Mark Jaquith

**Name of the Vulnerable Software and Affected Versions** WordPress versions prior to 2.3.3 WordPress version 2.5 **Description** A directory traversal issue exists in the `get category template` function, allowing remote attackers to include and possibly execute arbitrary PHP files. This is achieved by manipulating the `cat` parameter in the "index.php" endpoint. **Recommendations** For WordPress versions prior to 2.3.3, update to a version later than 2.3.3 to resolve the issue. For WordPress version 2.5, consider disabling the `get category template` function or restricting access to the `cat` parameter in the "index.php" endpoint until a patch is available.

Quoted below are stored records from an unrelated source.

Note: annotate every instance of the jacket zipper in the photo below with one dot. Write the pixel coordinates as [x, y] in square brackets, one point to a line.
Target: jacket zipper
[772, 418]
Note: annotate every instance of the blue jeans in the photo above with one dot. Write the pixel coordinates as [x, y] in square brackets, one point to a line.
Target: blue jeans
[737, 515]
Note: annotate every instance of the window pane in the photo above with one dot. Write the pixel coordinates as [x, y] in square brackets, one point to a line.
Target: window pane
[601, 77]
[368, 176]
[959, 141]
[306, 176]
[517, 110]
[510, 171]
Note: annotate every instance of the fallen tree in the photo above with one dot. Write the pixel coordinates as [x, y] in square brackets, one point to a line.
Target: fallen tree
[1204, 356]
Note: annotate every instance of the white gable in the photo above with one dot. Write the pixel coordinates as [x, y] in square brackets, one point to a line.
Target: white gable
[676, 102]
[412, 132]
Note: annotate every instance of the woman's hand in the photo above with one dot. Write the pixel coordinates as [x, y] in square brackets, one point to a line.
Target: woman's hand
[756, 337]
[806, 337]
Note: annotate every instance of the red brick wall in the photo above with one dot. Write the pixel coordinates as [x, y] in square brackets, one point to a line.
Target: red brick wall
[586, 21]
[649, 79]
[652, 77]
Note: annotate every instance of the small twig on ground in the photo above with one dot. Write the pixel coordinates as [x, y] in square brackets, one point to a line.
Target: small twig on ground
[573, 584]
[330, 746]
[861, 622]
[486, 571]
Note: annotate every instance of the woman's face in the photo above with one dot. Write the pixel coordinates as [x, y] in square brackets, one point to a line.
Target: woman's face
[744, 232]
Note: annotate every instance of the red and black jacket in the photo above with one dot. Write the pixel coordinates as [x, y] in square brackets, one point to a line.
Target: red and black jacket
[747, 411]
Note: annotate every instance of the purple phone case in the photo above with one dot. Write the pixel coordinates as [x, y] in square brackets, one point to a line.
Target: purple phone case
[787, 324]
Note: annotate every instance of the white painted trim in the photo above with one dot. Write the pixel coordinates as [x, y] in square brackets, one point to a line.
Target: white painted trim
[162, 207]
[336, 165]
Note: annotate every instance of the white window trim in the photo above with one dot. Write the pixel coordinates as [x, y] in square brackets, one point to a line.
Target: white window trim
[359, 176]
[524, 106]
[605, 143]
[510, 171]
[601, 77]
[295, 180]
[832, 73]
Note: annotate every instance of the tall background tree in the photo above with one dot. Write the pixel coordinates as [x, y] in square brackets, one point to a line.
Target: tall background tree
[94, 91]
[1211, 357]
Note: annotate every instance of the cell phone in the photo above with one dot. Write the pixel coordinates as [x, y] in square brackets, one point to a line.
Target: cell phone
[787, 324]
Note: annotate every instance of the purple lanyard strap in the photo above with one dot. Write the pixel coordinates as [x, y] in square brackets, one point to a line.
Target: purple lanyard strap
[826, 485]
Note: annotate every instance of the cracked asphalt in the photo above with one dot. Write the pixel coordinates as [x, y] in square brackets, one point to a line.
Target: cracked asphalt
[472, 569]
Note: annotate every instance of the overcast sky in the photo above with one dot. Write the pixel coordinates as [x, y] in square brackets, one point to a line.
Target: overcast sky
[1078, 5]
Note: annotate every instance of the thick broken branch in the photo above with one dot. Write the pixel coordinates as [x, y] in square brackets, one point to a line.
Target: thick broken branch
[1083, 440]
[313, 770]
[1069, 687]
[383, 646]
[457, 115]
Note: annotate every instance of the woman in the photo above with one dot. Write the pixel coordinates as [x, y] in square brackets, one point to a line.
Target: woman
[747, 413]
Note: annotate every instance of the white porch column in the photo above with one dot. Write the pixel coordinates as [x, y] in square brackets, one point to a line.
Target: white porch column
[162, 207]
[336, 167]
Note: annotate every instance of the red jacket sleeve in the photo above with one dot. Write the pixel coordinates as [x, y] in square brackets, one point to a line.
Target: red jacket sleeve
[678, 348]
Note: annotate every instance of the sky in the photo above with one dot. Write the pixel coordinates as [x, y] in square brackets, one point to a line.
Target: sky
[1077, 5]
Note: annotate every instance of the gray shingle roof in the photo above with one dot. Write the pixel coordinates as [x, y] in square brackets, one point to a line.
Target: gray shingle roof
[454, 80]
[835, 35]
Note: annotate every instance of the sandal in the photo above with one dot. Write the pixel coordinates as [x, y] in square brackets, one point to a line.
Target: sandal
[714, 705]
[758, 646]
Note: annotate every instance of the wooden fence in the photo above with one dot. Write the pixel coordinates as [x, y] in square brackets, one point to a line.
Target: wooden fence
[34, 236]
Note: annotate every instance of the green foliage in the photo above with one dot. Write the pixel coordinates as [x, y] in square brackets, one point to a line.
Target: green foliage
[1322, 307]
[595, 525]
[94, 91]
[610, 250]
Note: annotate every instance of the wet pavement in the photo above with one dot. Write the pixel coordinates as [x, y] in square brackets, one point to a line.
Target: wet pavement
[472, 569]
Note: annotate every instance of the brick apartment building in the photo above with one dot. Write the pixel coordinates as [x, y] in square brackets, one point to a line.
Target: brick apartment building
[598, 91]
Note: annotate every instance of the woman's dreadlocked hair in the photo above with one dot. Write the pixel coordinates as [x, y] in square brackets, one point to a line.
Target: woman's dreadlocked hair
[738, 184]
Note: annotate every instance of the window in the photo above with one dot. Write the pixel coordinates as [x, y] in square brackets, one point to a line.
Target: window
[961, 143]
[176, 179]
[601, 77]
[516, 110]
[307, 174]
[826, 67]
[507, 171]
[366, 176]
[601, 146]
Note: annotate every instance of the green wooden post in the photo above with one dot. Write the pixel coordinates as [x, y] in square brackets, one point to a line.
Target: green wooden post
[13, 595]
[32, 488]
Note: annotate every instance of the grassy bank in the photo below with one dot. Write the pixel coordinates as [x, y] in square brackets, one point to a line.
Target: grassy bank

**Name of the Vulnerable Software and Affected Versions** WordPress (affected versions not specified) **Description** The issue concerns a problem in WordPress. No specific details about the nature of the issue, affected devices, or real-world incidents are provided. **Recommendations** At the moment, there is no information about a newer version that contains a fix for this vulnerability.

**Name of the Vulnerable Software and Affected Versions** WordPress versions prior to 2.0.2 **Description** The issue concerns multiple unannounced cross-site scripting (XSS) vulnerabilities. These vulnerabilities allow remote attackers to inject arbitrary web script or HTML. The exact attack vectors are unknown. **Recommendations** For versions prior to 2.0.2, update to version 2.0.2 or later to resolve the issue.